In greater proportions of married-profile visits than of unmarried-profile visits, mystery clients reported that providers had asked about past contraceptive use and method preference; the opposite was true in regard to providers' using side effects to dissuade clients from practicing contraception. In in-depth interviews, providers expressed concerns about fertility loss among unmarried women who used hormonal contraceptives. Providers more commonly recommended condoms, emergency contraception and the pill for unmarried clients, and longer-acting methods for married clients. The restriction of methods was typically explained by providers of various backgrounds in terms of protecting younger, unmarried clients from damaging their fertility.

CONCLUSIONS

Provider bias in the provision of contraceptives to adolescent and young adult women in South West Nigeria may affect quality of care and method choice.

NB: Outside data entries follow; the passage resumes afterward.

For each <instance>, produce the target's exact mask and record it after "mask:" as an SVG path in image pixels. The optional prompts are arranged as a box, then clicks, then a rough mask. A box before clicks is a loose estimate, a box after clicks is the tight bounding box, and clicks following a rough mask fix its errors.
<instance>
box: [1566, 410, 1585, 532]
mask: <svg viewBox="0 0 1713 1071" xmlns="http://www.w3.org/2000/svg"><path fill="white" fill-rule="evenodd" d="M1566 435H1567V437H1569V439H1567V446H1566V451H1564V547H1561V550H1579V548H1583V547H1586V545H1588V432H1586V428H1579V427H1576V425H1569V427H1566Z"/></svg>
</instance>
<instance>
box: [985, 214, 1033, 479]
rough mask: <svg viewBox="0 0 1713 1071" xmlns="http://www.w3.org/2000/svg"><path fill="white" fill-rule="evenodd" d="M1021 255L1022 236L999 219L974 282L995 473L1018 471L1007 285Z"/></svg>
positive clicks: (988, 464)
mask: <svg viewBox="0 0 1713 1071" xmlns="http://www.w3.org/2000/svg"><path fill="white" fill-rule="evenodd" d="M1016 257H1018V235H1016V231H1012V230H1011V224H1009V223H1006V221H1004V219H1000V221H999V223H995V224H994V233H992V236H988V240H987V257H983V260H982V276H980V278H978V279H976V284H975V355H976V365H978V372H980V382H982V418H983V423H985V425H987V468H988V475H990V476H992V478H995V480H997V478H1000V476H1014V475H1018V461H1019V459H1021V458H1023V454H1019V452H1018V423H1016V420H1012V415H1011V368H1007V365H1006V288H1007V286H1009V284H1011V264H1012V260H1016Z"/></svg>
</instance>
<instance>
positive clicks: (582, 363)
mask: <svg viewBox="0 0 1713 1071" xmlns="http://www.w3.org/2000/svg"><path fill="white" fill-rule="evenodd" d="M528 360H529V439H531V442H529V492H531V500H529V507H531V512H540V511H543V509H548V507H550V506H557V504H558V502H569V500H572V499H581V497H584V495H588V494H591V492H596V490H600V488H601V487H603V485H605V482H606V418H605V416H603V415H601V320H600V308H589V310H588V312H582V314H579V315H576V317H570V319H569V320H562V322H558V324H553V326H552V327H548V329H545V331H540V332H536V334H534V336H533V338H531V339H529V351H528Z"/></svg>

Interventions to reduce provider bias should go beyond technical training to address the underlying sociocultural beliefs that lead providers to impose restrictions that are not based on evidence.

Author's Affiliations

Maia Sieverding is assistant professor of public health practice, Department of Health Promotion and Community Health, Faculty of Health Sciences, American University of Beirut, Lebanon. Eric Schatzkin is research analyst, and Jenny Liu is assistant professor of health economics—both with the Institute for Health and Aging, Department of Social and Behavioral Science, School of Nursing, University of California, San Francisco, USA. Jennifer Shen is health policy postdoctoral fellow, Institute for Health Policy Studies, School of Medicine, University of California, San Francisco.

Disclaimer

The views expressed in this publication do not necessarily reflect those of the Guttmacher Institute.